Cameron believes that teachers, educators, parents, etc., often miss opportunities to find kids with entrepreneurial traits and groom them for success. Instead, children often grow up having their hopes, dreams, passions, and visions crushed, and are told to learn to aspire to other things. Instead of grooming kids to be doctors, lawyers, teachers, etc. (which aren’t bad things), Cameron believes we should be raising kids to be entrepreneurs. Children will always be presented with opportunities to study to be doctors, lawyers, teachers, etc. but rarely do you hear parents or teachers saying, “Hey, you can be an entrepreneur.” According to Cameron, our MBA programs don’t teach children to be entrepreneurs. Instead, they teach our future generation to go work in corporations.

Cameron sums up his thinking by stating that society has an obligation to “start teaching kids to fish instead of giving them the fish.” He relates that to the old parable, “If you give a man a fish, you feed him for a day. If you teach a man to fish, you feed him for a lifetime.”

Cameron Herold has been coaching entrepreneurs on five continents for the past twenty years.

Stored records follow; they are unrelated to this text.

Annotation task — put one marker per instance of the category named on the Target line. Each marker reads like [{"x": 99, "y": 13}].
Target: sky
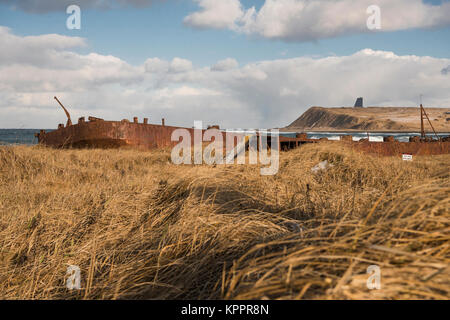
[{"x": 236, "y": 63}]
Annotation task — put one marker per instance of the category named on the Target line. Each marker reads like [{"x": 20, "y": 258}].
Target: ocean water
[{"x": 26, "y": 136}]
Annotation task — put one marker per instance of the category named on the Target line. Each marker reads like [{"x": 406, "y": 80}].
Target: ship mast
[
  {"x": 69, "y": 121},
  {"x": 422, "y": 128}
]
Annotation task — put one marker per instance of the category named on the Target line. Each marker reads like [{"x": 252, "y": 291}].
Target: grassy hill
[
  {"x": 139, "y": 227},
  {"x": 371, "y": 119}
]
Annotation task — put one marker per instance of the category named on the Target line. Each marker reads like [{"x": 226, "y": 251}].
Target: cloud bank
[
  {"x": 305, "y": 20},
  {"x": 262, "y": 94}
]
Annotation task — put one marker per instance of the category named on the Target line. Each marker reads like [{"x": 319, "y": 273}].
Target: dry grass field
[{"x": 140, "y": 227}]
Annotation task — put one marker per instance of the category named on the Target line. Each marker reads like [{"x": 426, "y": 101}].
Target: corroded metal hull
[{"x": 109, "y": 134}]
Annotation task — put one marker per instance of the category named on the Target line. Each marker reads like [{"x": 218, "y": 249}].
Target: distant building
[{"x": 359, "y": 103}]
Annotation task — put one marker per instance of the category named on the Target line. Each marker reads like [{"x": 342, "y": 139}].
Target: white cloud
[
  {"x": 304, "y": 20},
  {"x": 215, "y": 14},
  {"x": 262, "y": 94},
  {"x": 178, "y": 65},
  {"x": 224, "y": 65},
  {"x": 44, "y": 6},
  {"x": 446, "y": 70}
]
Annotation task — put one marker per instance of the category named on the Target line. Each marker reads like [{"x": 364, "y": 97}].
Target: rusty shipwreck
[{"x": 99, "y": 133}]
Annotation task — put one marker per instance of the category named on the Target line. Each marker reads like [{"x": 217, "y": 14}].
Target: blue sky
[
  {"x": 162, "y": 59},
  {"x": 134, "y": 34}
]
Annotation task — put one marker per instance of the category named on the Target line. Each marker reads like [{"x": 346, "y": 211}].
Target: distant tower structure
[{"x": 359, "y": 103}]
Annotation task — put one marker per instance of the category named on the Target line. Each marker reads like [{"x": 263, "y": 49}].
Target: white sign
[
  {"x": 407, "y": 157},
  {"x": 374, "y": 280},
  {"x": 74, "y": 279}
]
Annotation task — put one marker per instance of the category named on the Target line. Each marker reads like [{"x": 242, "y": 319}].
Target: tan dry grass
[{"x": 140, "y": 227}]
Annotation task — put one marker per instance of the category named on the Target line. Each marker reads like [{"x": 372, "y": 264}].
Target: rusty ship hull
[
  {"x": 98, "y": 133},
  {"x": 110, "y": 134}
]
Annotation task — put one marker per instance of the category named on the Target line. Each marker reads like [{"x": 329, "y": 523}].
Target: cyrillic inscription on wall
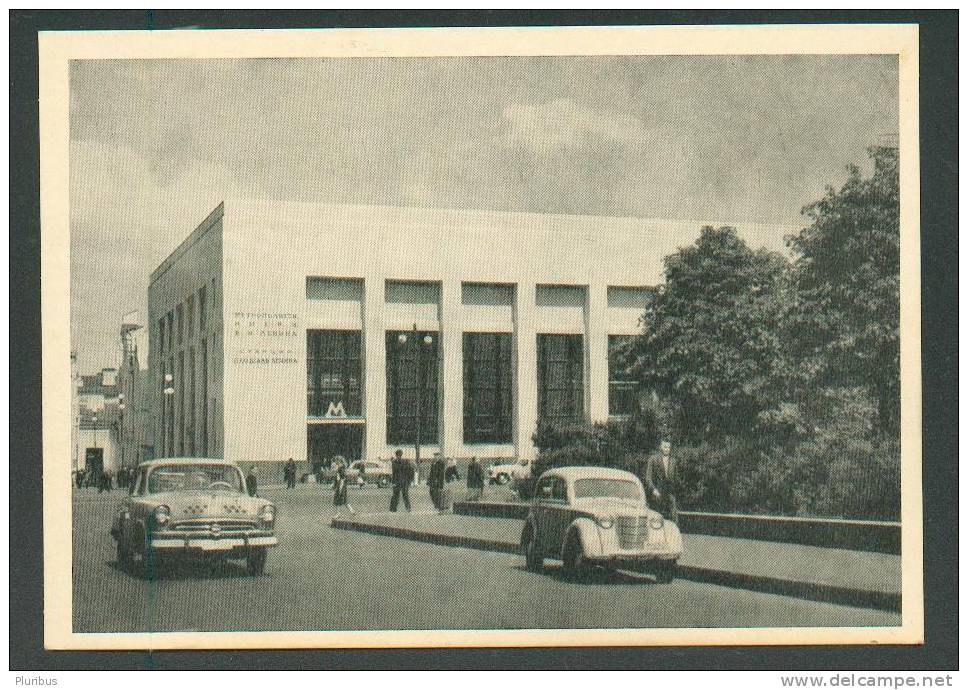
[{"x": 265, "y": 337}]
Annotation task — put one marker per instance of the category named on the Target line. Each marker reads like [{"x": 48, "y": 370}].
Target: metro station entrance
[{"x": 325, "y": 441}]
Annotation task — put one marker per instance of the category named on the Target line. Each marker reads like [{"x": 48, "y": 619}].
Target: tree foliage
[
  {"x": 712, "y": 336},
  {"x": 845, "y": 319}
]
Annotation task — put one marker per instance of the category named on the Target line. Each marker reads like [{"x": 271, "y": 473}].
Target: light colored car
[
  {"x": 502, "y": 473},
  {"x": 372, "y": 471},
  {"x": 598, "y": 516},
  {"x": 193, "y": 506}
]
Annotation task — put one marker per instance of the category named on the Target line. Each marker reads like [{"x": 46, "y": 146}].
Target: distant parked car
[
  {"x": 589, "y": 516},
  {"x": 502, "y": 473},
  {"x": 193, "y": 506},
  {"x": 372, "y": 471}
]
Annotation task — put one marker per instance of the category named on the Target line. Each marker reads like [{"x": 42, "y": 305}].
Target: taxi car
[
  {"x": 589, "y": 516},
  {"x": 193, "y": 506}
]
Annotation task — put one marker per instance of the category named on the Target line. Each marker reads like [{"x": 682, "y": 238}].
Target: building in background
[
  {"x": 97, "y": 405},
  {"x": 284, "y": 330}
]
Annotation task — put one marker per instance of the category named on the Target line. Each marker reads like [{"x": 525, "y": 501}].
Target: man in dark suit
[
  {"x": 401, "y": 472},
  {"x": 661, "y": 475},
  {"x": 435, "y": 481}
]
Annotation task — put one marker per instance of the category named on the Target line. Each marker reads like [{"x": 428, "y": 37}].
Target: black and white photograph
[{"x": 538, "y": 347}]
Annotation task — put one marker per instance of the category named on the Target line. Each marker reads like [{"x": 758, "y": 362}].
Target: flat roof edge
[{"x": 217, "y": 213}]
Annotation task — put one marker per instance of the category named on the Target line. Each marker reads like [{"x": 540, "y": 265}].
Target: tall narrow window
[
  {"x": 561, "y": 381},
  {"x": 412, "y": 386},
  {"x": 488, "y": 388},
  {"x": 204, "y": 395},
  {"x": 190, "y": 426},
  {"x": 190, "y": 315},
  {"x": 622, "y": 395},
  {"x": 202, "y": 310},
  {"x": 333, "y": 373}
]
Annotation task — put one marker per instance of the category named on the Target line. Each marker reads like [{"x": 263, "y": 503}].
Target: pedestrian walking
[
  {"x": 340, "y": 494},
  {"x": 435, "y": 481},
  {"x": 289, "y": 473},
  {"x": 475, "y": 480},
  {"x": 661, "y": 476},
  {"x": 451, "y": 477},
  {"x": 401, "y": 474}
]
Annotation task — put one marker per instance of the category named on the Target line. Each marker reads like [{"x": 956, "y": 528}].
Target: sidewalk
[{"x": 852, "y": 578}]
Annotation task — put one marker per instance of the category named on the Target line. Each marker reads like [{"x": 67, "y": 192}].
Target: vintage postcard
[{"x": 481, "y": 337}]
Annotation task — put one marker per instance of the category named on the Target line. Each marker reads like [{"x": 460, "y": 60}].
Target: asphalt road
[{"x": 325, "y": 579}]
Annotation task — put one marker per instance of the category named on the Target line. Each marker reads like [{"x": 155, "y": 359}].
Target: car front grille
[
  {"x": 225, "y": 527},
  {"x": 632, "y": 530}
]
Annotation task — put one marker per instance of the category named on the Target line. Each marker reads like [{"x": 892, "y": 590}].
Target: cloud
[{"x": 566, "y": 123}]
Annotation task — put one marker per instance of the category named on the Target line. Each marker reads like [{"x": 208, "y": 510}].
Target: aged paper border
[{"x": 57, "y": 48}]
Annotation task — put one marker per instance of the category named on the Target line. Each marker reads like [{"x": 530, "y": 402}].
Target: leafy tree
[
  {"x": 845, "y": 318},
  {"x": 712, "y": 337}
]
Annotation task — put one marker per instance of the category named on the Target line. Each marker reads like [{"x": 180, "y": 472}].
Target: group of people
[
  {"x": 104, "y": 481},
  {"x": 443, "y": 474}
]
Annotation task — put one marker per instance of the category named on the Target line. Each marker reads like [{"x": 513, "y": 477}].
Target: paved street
[{"x": 320, "y": 578}]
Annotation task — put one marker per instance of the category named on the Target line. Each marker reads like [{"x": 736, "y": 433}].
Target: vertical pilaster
[
  {"x": 596, "y": 353},
  {"x": 452, "y": 369},
  {"x": 525, "y": 370},
  {"x": 374, "y": 367}
]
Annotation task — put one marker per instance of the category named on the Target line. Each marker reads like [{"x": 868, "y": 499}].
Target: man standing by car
[
  {"x": 290, "y": 472},
  {"x": 661, "y": 474},
  {"x": 435, "y": 481},
  {"x": 402, "y": 475},
  {"x": 475, "y": 480},
  {"x": 251, "y": 482}
]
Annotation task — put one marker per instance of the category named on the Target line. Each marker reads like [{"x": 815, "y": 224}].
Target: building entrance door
[
  {"x": 94, "y": 461},
  {"x": 329, "y": 440}
]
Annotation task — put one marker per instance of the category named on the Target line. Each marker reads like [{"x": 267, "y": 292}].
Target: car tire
[
  {"x": 123, "y": 554},
  {"x": 255, "y": 563},
  {"x": 574, "y": 558},
  {"x": 533, "y": 559},
  {"x": 665, "y": 572}
]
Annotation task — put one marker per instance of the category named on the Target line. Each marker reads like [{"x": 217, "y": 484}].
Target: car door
[
  {"x": 559, "y": 514},
  {"x": 542, "y": 500}
]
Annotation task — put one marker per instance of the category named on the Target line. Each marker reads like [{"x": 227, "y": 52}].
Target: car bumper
[{"x": 172, "y": 541}]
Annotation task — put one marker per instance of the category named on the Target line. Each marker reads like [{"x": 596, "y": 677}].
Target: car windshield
[
  {"x": 200, "y": 477},
  {"x": 607, "y": 488}
]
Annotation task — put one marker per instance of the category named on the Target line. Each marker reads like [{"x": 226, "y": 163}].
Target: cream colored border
[{"x": 56, "y": 49}]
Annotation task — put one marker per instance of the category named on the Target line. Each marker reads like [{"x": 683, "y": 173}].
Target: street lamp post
[
  {"x": 169, "y": 392},
  {"x": 121, "y": 425},
  {"x": 418, "y": 352}
]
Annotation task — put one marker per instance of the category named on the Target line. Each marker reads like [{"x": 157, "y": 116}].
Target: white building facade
[{"x": 283, "y": 330}]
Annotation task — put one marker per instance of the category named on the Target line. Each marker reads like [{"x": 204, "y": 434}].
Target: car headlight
[{"x": 162, "y": 515}]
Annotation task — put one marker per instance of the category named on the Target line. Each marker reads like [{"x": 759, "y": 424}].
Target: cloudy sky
[{"x": 155, "y": 145}]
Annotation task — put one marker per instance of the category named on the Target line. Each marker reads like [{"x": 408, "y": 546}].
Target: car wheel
[
  {"x": 665, "y": 572},
  {"x": 149, "y": 564},
  {"x": 574, "y": 557},
  {"x": 533, "y": 558},
  {"x": 255, "y": 563},
  {"x": 124, "y": 553}
]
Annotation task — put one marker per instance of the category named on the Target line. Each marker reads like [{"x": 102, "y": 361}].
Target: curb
[{"x": 831, "y": 594}]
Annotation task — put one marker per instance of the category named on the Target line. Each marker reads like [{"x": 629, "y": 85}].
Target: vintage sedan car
[
  {"x": 193, "y": 506},
  {"x": 589, "y": 516}
]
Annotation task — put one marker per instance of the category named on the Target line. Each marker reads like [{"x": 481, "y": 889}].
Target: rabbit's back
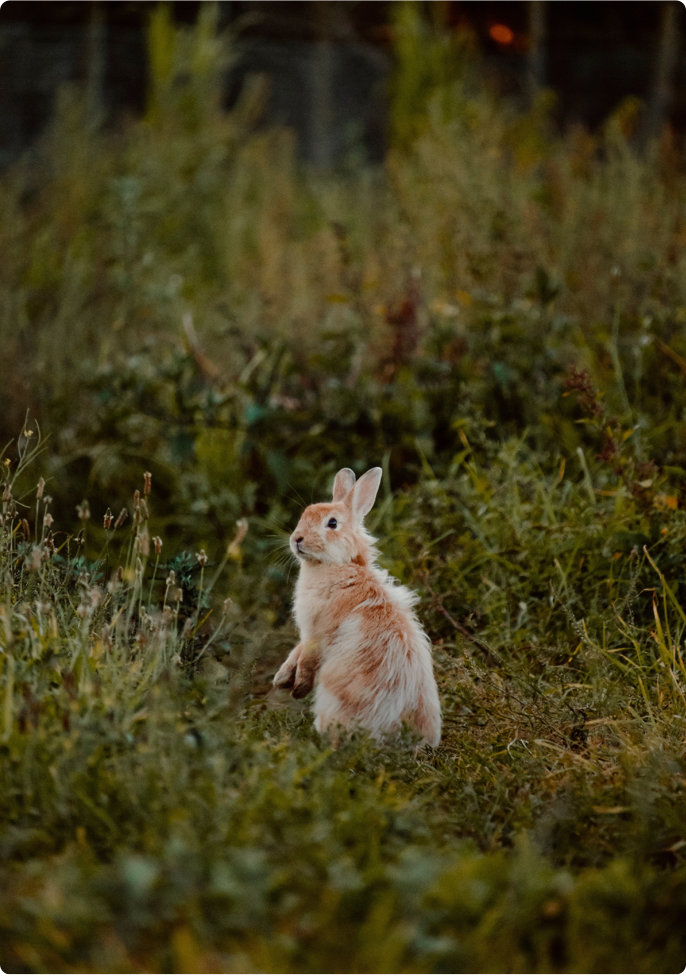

He coaches and mentors young, fun companies, helping them make their dreams happen. He also speaks to parents and educators providing tips on how to help would-be entrepreneurs flourish both as kids and adults. He recommends the book, Atlas Shrugged, as a great example of an entrepreneur being made into a hero. He is also a member of the Entrepreneurs’ Organization and the Young Presidents’ Organization.

FamilyMint.com encourages parents to model financial responsibility and provide their children with the necessary tools to manage their individual entrepreneurialism and financial success. It’s never too early to begin teaching children the life lesson of financial literacy.